Satu jam lagi upacara dimulai. Tidak seperti tahun-tahun kemarin, upacara tahun ini dilakukan di dua tempat. Tempat pertama seperti biasa di kantor Bupati dan yang kedua di sebuah desa, yang berjarak kurang lebih setengah jam. Bagi kami yang pramuka, diundang di tempat yang kedua, jadi kami harus cepat.

Dengan jarak yang begitu jauh, bagi kami yang tidak bisa membawa kendaraan jadi memakai mobil sewa. Kami meramaikan jalanan dengan suara kami. Sambil bernyanyi aku memperhatikan keadaan sekitar, setiap halaman rumah terdapat Sang Merah Putih. Sungguh adem rasanya hati ini melihat hal itu.
●●●

Sang saka telah dinaikkan diiringi dengan lagu kebangsaan ‘Indonesia Raya’ yang terdengar begitu merdu serta penuh penghayatan. Upacara bendera selesai dan para peserta upacara bubar. Kami sekarang sedang bersiap-siap untuk menampilkan atraksi.

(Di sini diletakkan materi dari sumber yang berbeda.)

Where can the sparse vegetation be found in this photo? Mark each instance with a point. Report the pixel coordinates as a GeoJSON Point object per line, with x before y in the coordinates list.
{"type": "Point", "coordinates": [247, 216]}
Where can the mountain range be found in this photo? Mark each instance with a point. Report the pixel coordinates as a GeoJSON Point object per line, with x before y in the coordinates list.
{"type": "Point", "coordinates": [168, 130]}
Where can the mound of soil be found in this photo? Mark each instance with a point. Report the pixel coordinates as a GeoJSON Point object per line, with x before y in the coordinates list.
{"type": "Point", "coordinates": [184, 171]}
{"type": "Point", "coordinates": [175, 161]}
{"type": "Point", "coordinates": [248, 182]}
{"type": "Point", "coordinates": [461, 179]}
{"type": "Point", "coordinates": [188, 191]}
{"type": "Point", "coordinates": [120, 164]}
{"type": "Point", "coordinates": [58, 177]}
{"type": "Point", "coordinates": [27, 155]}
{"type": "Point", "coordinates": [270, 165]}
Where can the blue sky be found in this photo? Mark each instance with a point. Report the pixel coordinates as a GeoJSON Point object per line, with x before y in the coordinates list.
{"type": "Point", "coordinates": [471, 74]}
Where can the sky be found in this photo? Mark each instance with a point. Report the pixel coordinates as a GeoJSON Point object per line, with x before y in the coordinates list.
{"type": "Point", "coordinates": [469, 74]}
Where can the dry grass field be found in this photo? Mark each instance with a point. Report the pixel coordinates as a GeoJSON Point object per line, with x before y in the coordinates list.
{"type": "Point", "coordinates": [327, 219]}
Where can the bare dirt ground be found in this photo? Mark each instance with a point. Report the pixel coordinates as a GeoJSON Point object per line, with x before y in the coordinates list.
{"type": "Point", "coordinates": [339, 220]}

“Setelah saya balik kanankan, kalian berjalan berurutan menuju panggung utama. Setelah SDN 1 kita tampil.”

“Balik kanan ... gerak!” setelah hormat kepada pemimpin, kami balik kanan. “MAN JAYA!”

Jalan berurutan menuju panggung utama, SDN 1 telah menyelesaikan atraksi mereka. Mereka membawa bendera merah putih kecil yang terbuat dari kertas.

●●●

“Alhamdulillah ... selesai.”

Kami bersorak riang karena tampilan kami telah selesai dengan suara gemuruh tepukan tangan dari para penonton. Sekarang acara sesi foto bersama pembina. Berfoto dengan memperlihatkan Sang Saka yang berkibar begitu indah di langit biru.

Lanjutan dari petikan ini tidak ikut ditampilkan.